The poems selected here mark different kinds of loss: the death of lovers (Tennyson; Monette), parents (Trethewey; Laird; McKay), children (Philips), soldiers (Whitman), adolescence (Wordsworth), love (Cavafy; Jennings), the environment (Rilke), and faith (the Pearl poet). Sometimes the experience of grief is redressed: Cavafy finds hope in remembering early childhood feelings of passion, and the Catholic Jennings engages attention to the nonhuman as a way of encountering love not as will but as faith. Rilke’s Duino Elegies, written over ten years as the poet suffered often from depression, admit to existential pain while investing deeply in an intensely mystical Christian vision. McKay marks the passing of his mother in a poem that simultaneously tracks the extensive racism he encountered both in Jamaica, where he was born in 1889, the American South, and New York. His collection Harlem Shadows, written while he was becoming a leading voice in the Harlem Renaissance, rings with elegiac protests against white violence and bigotry.

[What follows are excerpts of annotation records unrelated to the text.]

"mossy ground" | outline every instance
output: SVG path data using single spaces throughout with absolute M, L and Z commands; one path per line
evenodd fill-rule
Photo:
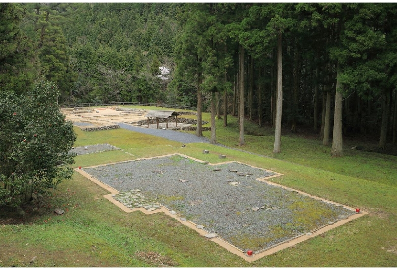
M 209 115 L 203 118 L 208 120 Z M 239 147 L 237 120 L 229 116 L 228 121 L 230 125 L 224 128 L 222 120 L 217 121 L 218 142 L 272 158 L 211 145 L 205 145 L 210 154 L 204 155 L 203 144 L 189 144 L 178 151 L 201 159 L 205 156 L 205 160 L 213 163 L 219 160 L 217 155 L 225 154 L 228 160 L 267 168 L 283 174 L 274 182 L 369 214 L 248 263 L 166 215 L 123 212 L 102 197 L 105 191 L 75 173 L 36 206 L 39 214 L 29 212 L 24 218 L 16 218 L 0 213 L 0 266 L 157 267 L 159 258 L 163 257 L 164 263 L 180 267 L 397 265 L 397 157 L 352 150 L 355 142 L 346 140 L 345 156 L 331 158 L 330 146 L 288 131 L 283 132 L 282 153 L 273 154 L 274 130 L 249 123 L 247 130 L 256 130 L 264 136 L 246 135 L 245 145 Z M 121 129 L 76 132 L 76 146 L 107 143 L 122 149 L 77 156 L 76 167 L 171 154 L 175 150 L 170 145 L 180 146 Z M 54 214 L 57 207 L 65 213 Z M 277 229 L 274 231 L 277 234 Z

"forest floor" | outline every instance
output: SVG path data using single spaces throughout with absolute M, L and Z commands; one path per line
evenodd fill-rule
M 203 120 L 209 121 L 210 118 L 209 114 L 203 114 Z M 0 267 L 396 265 L 397 157 L 353 150 L 352 147 L 359 143 L 367 146 L 357 138 L 344 138 L 344 156 L 331 158 L 330 145 L 324 146 L 314 139 L 315 133 L 309 138 L 309 133 L 301 128 L 293 133 L 288 126 L 283 129 L 282 152 L 274 154 L 274 130 L 267 124 L 259 128 L 256 123 L 247 121 L 246 144 L 243 146 L 238 145 L 237 118 L 228 117 L 226 127 L 223 127 L 223 120 L 217 120 L 216 124 L 217 142 L 228 147 L 205 143 L 186 144 L 183 147 L 179 142 L 125 128 L 87 132 L 76 126 L 75 147 L 108 144 L 118 149 L 78 155 L 75 157 L 75 169 L 176 152 L 213 164 L 219 162 L 219 155 L 222 154 L 226 157 L 222 159 L 224 161 L 237 160 L 282 174 L 272 178 L 272 182 L 277 184 L 359 208 L 368 214 L 249 262 L 167 214 L 123 211 L 105 197 L 109 194 L 107 190 L 75 173 L 71 179 L 63 181 L 56 190 L 48 191 L 48 196 L 42 200 L 23 206 L 21 210 L 24 215 L 6 214 L 6 209 L 0 209 Z M 210 131 L 203 131 L 203 135 L 208 139 Z M 204 153 L 203 149 L 209 153 Z M 172 201 L 177 198 L 167 199 Z M 311 217 L 311 211 L 305 211 L 307 207 L 300 206 L 304 205 L 296 204 L 301 208 L 303 217 Z M 182 207 L 182 205 L 177 206 Z M 184 208 L 187 207 L 189 206 Z M 65 212 L 56 214 L 55 208 Z M 281 233 L 283 231 L 281 229 L 275 232 Z

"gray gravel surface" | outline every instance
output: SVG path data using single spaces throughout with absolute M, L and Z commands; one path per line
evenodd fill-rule
M 243 251 L 260 251 L 355 213 L 259 181 L 272 173 L 238 163 L 212 166 L 174 155 L 83 170 L 120 192 L 141 190 Z
M 171 141 L 179 142 L 184 144 L 190 143 L 209 143 L 210 141 L 206 137 L 198 137 L 193 134 L 182 132 L 170 129 L 161 129 L 149 128 L 129 125 L 124 123 L 117 123 L 121 128 L 129 130 L 154 135 L 159 137 L 167 139 Z

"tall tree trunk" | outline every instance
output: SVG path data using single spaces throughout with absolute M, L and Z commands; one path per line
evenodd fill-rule
M 327 92 L 327 99 L 325 106 L 325 119 L 324 123 L 324 137 L 323 138 L 323 144 L 329 145 L 329 130 L 331 127 L 330 115 L 331 114 L 331 91 Z
M 248 108 L 249 121 L 252 121 L 252 99 L 253 98 L 253 58 L 249 57 L 249 94 L 248 95 Z
M 198 74 L 197 80 L 197 129 L 196 136 L 203 136 L 203 122 L 202 121 L 202 110 L 203 107 L 203 99 L 201 96 L 201 73 Z
M 382 99 L 382 126 L 381 126 L 379 146 L 380 148 L 384 149 L 386 147 L 386 141 L 387 137 L 387 118 L 388 117 L 387 95 L 384 93 L 382 95 L 381 98 Z
M 262 71 L 260 69 L 259 76 L 262 75 Z M 258 84 L 258 125 L 262 127 L 262 86 L 263 84 Z
M 245 144 L 245 141 L 244 138 L 244 49 L 242 45 L 240 45 L 240 65 L 239 71 L 240 77 L 239 78 L 239 83 L 240 85 L 240 140 L 239 141 L 239 146 L 241 146 Z
M 222 117 L 220 116 L 220 92 L 218 91 L 216 92 L 216 117 L 218 119 L 221 119 Z
M 322 107 L 321 112 L 321 127 L 320 129 L 319 139 L 322 141 L 324 139 L 324 126 L 325 124 L 325 111 L 327 109 L 327 94 L 324 91 L 324 86 L 323 87 L 323 103 L 321 107 Z
M 292 117 L 292 127 L 291 131 L 293 133 L 296 133 L 296 122 L 298 118 L 298 88 L 299 87 L 298 70 L 299 69 L 298 51 L 297 42 L 295 44 L 295 53 L 294 59 L 294 68 L 293 70 L 294 76 L 294 103 L 293 111 L 294 115 Z
M 335 93 L 335 112 L 333 115 L 333 132 L 331 155 L 332 157 L 343 155 L 343 137 L 342 136 L 342 93 L 338 75 L 341 72 L 339 63 L 336 68 L 336 91 Z
M 393 144 L 395 144 L 397 137 L 397 88 L 394 97 L 394 113 L 393 116 Z
M 236 93 L 237 82 L 236 80 L 236 75 L 233 76 L 233 109 L 232 112 L 233 115 L 236 115 L 236 97 L 237 95 Z
M 316 76 L 315 78 L 315 100 L 314 112 L 313 112 L 313 130 L 317 131 L 317 121 L 319 118 L 319 67 L 316 68 Z
M 278 34 L 277 41 L 277 109 L 276 112 L 276 131 L 274 136 L 273 153 L 281 152 L 281 124 L 282 114 L 282 36 Z
M 228 76 L 224 73 L 224 81 L 228 80 Z M 225 88 L 223 92 L 223 127 L 228 126 L 228 89 Z
M 271 74 L 270 74 L 271 84 L 270 88 L 271 89 L 271 113 L 270 114 L 270 121 L 272 123 L 272 127 L 276 127 L 276 105 L 277 103 L 277 91 L 274 90 L 274 71 L 275 67 L 272 66 Z
M 219 93 L 219 92 L 218 92 Z M 216 143 L 216 134 L 215 129 L 216 124 L 215 123 L 215 111 L 216 110 L 215 101 L 216 101 L 216 92 L 212 92 L 211 93 L 211 144 Z

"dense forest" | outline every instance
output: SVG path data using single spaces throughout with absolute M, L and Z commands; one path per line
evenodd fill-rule
M 179 103 L 275 128 L 396 144 L 394 3 L 2 3 L 0 87 L 61 104 Z M 201 121 L 196 134 L 201 136 Z M 213 124 L 211 141 L 216 141 Z

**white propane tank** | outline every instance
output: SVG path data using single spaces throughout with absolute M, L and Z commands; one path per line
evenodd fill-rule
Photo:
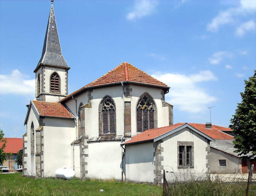
M 70 180 L 75 177 L 75 171 L 71 169 L 59 168 L 55 172 L 55 175 L 57 178 Z

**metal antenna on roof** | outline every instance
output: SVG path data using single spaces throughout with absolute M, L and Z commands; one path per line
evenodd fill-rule
M 210 122 L 211 122 L 211 108 L 212 107 L 216 107 L 216 106 L 211 106 L 211 107 L 209 107 L 208 108 L 209 109 L 210 109 Z

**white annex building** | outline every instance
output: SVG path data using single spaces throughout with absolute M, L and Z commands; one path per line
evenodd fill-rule
M 161 183 L 164 169 L 209 171 L 214 137 L 204 127 L 173 125 L 166 85 L 124 62 L 69 95 L 70 69 L 52 2 L 24 122 L 24 175 L 66 167 L 82 179 Z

For William Wordsworth, writing a century earlier, the owl-mimic he describes in ‘There was a boy’ invokes a child figure to whom the reader might aspire, carefully living with the watery vales of Cumbria and spending time listening quietly to its sounds. It is a child Wordsworth appears to depict as lost until we realise we as readers are with the narrator at a grave standing silently for a ‘long half-hour together’. Poetic depictions of time as independent of our artificially constructed clock-time, slow and fast with our own experience of it, help us through the darkest periods as Monette describes in one of many elegies he wrote for his lover, Rog, who died from AIDS. These laments for the dead are at once sad and mournful, hopeful and consoling, marking and commemorating those for whom we care most.